99 c.p. per avere fondato il riconoscimento della recidiva solo sui precedenti
penali dell’imputato relativi a reati di indole differente rispetto a quelli
per i quali si procede; c) omessa motivazione del rigetto del motivo di appello
sulla non applicazione delle circostanze attenuanti generiche nella massima
estensione; d) vizio della motivazione e violazione dell’art. 133 c.p., nel
determinare una pena superiore al minimo edittale.
Considerato in
diritto
1. Il ricorso è
manifestamente infondato.
1.1. Relativamente
al primo motivo, va ribadito che la coltivazione non autorizzata di piante
dalle quali siano estraibili sostanze stupefacenti è penalmente rilevante,
anche se realizzata per l’uso personale del prodotto, quando è accertata
l’effettiva capacità della sostanza, ricavata o ricavabile, di produrre un
effetto drogante con concreto pericolo di aumento di disponibilità dello
stupefacente e di sua ulteriore diffusione (Sez. U, n. 28605 del 24/04/2008,
Rv. 239920; Sez. 4, n. 17167 del 27/01/2017, Rv. 269539; Sez. 6, n. 8058 del
17/02/2016, Rv. 266168). La punibilità per la coltivazione va esclusa solo se
il giudice ne accerta la concreta inoffensività, che si ha se risulta
sostanzialmente irrilevante l’aumento di disponibilità della droga e non prospettabile
alcun pericolo di sua ulteriore diffusione (Sez. 3, n. 36037 del 22/02/2017 -
dep. 21/07/2017, Rv. 27180501; Sez. 4, n. 3787 del 19/01/2016, Rv. 265740; Sez.

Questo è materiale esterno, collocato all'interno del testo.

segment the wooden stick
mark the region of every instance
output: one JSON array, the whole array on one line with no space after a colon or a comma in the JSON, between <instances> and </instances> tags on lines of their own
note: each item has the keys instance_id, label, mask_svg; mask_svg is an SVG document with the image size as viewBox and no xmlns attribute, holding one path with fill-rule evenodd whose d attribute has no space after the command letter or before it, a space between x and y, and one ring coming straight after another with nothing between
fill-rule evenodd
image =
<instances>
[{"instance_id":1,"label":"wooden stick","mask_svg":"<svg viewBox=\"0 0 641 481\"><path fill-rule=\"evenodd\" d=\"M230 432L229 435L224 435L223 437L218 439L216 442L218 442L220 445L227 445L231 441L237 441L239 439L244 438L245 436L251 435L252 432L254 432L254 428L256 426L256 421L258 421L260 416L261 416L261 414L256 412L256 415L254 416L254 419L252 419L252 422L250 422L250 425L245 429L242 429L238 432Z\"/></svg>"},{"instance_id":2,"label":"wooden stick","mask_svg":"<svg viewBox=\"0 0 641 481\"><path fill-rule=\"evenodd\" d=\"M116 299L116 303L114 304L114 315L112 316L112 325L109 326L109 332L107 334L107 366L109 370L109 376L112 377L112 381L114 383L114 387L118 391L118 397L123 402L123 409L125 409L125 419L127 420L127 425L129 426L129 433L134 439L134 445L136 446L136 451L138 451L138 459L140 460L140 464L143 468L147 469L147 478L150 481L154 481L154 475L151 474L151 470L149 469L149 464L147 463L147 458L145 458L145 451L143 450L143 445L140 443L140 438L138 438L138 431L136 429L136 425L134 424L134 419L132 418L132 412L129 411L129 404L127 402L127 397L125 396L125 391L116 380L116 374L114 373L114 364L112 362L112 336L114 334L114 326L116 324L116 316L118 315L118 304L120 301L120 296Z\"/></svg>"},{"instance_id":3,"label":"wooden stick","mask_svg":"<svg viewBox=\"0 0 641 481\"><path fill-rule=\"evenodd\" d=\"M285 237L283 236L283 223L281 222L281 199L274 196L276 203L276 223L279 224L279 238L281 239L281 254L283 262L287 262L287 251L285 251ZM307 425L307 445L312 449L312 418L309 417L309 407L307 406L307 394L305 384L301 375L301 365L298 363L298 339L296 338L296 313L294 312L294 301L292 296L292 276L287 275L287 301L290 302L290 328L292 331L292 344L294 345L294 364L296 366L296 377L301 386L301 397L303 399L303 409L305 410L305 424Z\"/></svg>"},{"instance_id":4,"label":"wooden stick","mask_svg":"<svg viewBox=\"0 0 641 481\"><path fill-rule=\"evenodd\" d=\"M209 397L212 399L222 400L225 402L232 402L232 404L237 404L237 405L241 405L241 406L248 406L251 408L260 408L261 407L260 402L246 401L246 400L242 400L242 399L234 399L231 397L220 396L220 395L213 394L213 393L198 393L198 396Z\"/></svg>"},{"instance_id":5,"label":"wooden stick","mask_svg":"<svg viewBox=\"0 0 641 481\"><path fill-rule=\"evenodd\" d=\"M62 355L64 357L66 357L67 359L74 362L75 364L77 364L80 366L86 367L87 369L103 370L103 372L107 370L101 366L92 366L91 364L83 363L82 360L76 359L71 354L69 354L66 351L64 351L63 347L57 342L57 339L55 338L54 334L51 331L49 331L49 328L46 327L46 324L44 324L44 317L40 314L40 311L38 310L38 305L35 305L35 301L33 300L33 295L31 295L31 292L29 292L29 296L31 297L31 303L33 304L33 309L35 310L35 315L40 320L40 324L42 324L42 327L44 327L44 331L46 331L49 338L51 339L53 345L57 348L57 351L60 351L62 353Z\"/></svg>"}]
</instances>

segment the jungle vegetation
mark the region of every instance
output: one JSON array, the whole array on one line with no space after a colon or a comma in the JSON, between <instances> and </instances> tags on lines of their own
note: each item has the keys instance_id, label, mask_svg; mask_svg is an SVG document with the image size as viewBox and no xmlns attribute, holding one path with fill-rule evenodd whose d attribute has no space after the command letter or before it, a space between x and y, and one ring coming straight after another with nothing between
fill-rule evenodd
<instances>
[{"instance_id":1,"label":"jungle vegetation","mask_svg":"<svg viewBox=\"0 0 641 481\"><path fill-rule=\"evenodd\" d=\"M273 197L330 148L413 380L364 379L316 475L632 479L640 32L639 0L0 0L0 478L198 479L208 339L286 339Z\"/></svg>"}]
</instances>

6, n. 5254 del 10/11/2015, dep. 2016, Rv. 265641). Nel caso in esame, come
precisato nella sentenza impugnata, l’imputato aveva allestito quanto
necessario per sviluppare una coltivazione non episodica di marijuana destinata
alla vendita (considerando che egli non fa uso di droga né svolge un lavoro) al
pari delle foglie di marijuana illecitamente detenute.
1.2. Relativamente
al secondo motivo di ricorso, va rilevato che la Corte di appello ha
riconosciuto le circostanze attenuanti generiche equivalenti alla recidiva
adeguatamente evidenziando la 'più accentuata pericolosità'
dell’imputato connessa ai reati per i quali si procede.
1.3. Relativamente
al terzo motivo di ricorso, la mancanza di motivazione del rigetto del motivo
di appello sulla non applicazione delle circostanze attenuanti generiche nella
massima estensione è del tutto coerente con il loro riconoscimento come non più
che equivalenti alla recidiva reiterata, nel limite di quanto consentito
dall’art. 69 c.p., comma 4.
1.4. Relativamente
al quarto motivo di ricorso, deve osservarsi che la determinazione della
pena-base nella misura di 9 mesi di reclusione per il capo A risulta (nell’arco
che va dai sei mesi ai quattro anni) prossima al minimo edittale - tanto più se
si considera la rilevanza della continuazione interna per la detenzione di
foglie di marijuana - e, pertanto, adeguatamente motivata con la valutazione
che P. aveva avviato una attività di 'coltivazione non proprio
minimale'.
2. Dalla
inammissibilità del ricorso deriva ex art. 616 c.p.p., la condanna del
ricorrente al pagamento delle spese processuali, nonché al pagamento a favore
della Cassa delle Ammende della somma che risulta congruo determinare in Euro
2000.
P.Q.M.
Dichiara
inammissibile il ricorso e condanna il ricorrente al pagamento delle spese
processuali e della somma di Euro duemila in favore della Cassa delle Ammende.